Marie Barrett **********@*****.***
Experienced IT professional implementing and supporting end-to-end enterprise solutions applying the ISC(2) CBK, PM BOK and the ISACA framework. She is an exceptional contributor either independently or as a team member. She has planned out appropriate defense in depth strategies mapped to the business vertical. She has successfully navigated across global functional units, departments and multi-cultural staffs in both the private and public sectors.. She evaluates and selects products for - IdM, SDLC, SLC, IPS, IDS, patch management, anti-virus, malware and endpoint protection. She has been a member of many governance committees and made presentations to senior management.
EXPERIENCE
MMIB current
Title: Director of Information Security
Position Summary:
Ms. Barrett provides information security services to clients in the NY area. She identifies areas for process improvement and implements change management to reduce their exposure to risk and implements mitigation steps.
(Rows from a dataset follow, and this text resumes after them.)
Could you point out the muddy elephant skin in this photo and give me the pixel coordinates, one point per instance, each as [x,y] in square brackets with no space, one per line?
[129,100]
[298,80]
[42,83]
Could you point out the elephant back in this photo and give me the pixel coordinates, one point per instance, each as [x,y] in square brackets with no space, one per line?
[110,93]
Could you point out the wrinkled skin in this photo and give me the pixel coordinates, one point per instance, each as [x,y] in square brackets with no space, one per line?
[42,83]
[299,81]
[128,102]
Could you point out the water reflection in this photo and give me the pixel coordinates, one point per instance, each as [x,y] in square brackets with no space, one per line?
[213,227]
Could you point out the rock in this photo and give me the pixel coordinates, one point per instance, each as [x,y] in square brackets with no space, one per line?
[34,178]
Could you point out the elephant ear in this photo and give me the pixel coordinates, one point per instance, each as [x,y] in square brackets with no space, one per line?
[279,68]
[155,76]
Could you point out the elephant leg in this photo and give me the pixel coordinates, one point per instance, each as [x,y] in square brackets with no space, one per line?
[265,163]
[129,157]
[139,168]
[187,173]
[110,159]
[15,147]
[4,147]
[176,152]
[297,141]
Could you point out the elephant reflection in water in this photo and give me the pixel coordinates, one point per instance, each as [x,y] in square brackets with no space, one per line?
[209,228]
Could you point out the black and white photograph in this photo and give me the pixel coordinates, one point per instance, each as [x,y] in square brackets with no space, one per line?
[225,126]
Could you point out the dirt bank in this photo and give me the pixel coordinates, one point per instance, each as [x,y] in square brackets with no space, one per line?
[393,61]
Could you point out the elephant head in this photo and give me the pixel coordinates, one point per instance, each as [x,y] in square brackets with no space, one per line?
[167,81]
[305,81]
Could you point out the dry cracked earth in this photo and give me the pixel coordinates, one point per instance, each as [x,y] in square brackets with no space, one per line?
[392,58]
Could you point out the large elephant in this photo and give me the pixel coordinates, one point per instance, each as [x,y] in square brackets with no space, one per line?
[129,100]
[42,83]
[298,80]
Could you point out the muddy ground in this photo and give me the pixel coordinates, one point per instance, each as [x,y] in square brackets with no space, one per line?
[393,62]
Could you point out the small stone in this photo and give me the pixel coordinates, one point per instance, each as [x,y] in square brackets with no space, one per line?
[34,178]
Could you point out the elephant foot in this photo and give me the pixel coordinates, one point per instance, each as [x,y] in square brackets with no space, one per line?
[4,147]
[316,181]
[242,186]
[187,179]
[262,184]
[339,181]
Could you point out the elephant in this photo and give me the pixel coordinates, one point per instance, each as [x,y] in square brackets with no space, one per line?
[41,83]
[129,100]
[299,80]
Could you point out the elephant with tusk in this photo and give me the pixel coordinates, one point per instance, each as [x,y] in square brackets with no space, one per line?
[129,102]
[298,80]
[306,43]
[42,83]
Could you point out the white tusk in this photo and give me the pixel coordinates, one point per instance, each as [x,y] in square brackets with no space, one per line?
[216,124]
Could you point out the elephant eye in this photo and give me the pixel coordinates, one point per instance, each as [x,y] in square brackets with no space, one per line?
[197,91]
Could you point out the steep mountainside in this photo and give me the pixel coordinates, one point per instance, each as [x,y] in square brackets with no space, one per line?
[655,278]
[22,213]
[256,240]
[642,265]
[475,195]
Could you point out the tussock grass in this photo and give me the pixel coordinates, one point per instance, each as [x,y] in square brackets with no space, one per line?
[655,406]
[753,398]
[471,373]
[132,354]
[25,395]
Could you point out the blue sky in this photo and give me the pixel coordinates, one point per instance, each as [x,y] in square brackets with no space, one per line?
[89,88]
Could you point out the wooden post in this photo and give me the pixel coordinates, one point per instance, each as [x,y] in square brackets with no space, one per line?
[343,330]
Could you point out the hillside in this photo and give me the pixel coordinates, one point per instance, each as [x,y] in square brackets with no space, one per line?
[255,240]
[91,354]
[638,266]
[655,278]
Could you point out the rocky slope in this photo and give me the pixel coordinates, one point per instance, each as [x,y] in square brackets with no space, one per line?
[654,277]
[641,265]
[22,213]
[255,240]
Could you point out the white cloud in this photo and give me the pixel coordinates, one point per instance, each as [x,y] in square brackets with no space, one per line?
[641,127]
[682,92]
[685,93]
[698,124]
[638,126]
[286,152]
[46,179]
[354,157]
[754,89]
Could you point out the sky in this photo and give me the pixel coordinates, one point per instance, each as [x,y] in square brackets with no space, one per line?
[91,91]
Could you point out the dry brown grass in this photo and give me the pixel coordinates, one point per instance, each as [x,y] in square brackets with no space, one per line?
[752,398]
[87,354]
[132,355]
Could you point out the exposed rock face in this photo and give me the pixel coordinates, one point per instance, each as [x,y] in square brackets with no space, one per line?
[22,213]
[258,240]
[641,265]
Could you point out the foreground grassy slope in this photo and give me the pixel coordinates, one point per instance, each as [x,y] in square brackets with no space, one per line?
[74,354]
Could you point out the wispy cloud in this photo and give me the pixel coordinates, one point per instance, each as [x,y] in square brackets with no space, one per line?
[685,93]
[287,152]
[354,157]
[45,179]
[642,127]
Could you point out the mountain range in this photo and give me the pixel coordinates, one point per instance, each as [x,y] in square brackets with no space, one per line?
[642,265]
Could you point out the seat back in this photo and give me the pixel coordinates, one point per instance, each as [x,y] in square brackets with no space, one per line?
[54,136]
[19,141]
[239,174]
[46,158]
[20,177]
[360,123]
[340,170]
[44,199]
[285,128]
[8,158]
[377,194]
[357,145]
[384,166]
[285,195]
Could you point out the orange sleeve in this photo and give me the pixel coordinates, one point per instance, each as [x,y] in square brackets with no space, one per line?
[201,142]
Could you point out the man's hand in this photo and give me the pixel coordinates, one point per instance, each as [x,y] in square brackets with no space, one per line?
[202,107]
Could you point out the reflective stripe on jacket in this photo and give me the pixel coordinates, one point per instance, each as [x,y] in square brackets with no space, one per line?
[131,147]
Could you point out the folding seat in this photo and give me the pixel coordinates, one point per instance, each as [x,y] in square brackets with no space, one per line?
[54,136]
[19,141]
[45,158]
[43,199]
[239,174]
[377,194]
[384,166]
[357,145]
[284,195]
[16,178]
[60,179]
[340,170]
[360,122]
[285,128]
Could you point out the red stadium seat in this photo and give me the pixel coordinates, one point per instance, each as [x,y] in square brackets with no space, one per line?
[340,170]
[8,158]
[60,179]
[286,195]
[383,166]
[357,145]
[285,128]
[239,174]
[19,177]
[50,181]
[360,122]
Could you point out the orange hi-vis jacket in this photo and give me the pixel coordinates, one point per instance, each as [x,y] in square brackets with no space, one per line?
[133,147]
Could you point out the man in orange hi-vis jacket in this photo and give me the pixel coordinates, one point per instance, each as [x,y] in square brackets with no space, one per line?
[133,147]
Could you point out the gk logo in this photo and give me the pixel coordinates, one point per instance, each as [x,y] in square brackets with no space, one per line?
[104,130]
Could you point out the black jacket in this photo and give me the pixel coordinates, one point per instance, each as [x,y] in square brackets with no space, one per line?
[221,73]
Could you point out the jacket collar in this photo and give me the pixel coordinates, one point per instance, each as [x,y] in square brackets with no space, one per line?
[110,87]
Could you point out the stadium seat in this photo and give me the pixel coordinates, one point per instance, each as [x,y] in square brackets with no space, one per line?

Her outstanding analytical skills and attention to detail enable her to identify potential problem areas, propose client specific solutions and oversee their agreed to acceptance and implementation.
Responsibilities:
• Conduct security assessments to identify PIM (privileged user management); SUPM (super user privileged access and (SAPM) shared account password management to mitigate insider breaches
• Define permission policies to support least privilege
• Interact with IT groups, users, customers and C level executives to develop security awareness programs
• Deliver security awareness training across the enterprise
• Provide support and guidance to all levels of employees, partners and vendors
NYC Dept of Education, New York, NY Duration: May 2007 – July 2010
Title: Director of Information Security
Position Summary:
Working with the CISO, as his Deputy, she provided input to the Information Security 5 year strategic plan to provide ‘an environment in which the right people within the greater NYCDOE community have the right access to the right data, when and where they need it.’ She assisted in the decision making processes for the selection of vendors and tailoring of approaches, methodologies, tools and initiatives; advocated for a Security Awareness Training program; streamlined communications to the stakeholders by creating and administrating a customized Sharepoint Portal. Facilitated weekly status meetings to streamline escalation processes across VPN, LAN, WAN, Applications, Exchange, Help Desk, the outsourced Help Desk and the SOC reducing the 72 hour resolution time to 24hours
Responsibilities:
• Lead architect in the deployment of the DOE citywide ARIS portal https://www.arisnyc.org serving 1700 schools
• PM for the development and roll out of customized security applications, e.g., PSAT for employee self authentication https://idm.nycenet.edu/selfservice/Login.do using AD Kerberos authentication with Java GSS
• Reengineered AD schema and data cleansing to identify and remediate privileged user creep
• Provided support and guidance to the PMO for their portfolio of applications through the SLC to harden security code within applications to prevent LDAP and SQL injections, and Cross site scripting
• Designed a security monitoring dashboard identifying and addressing some key performance indicators (PKI) and ensuring adherence to service level agreements (SLA) within the organization(s)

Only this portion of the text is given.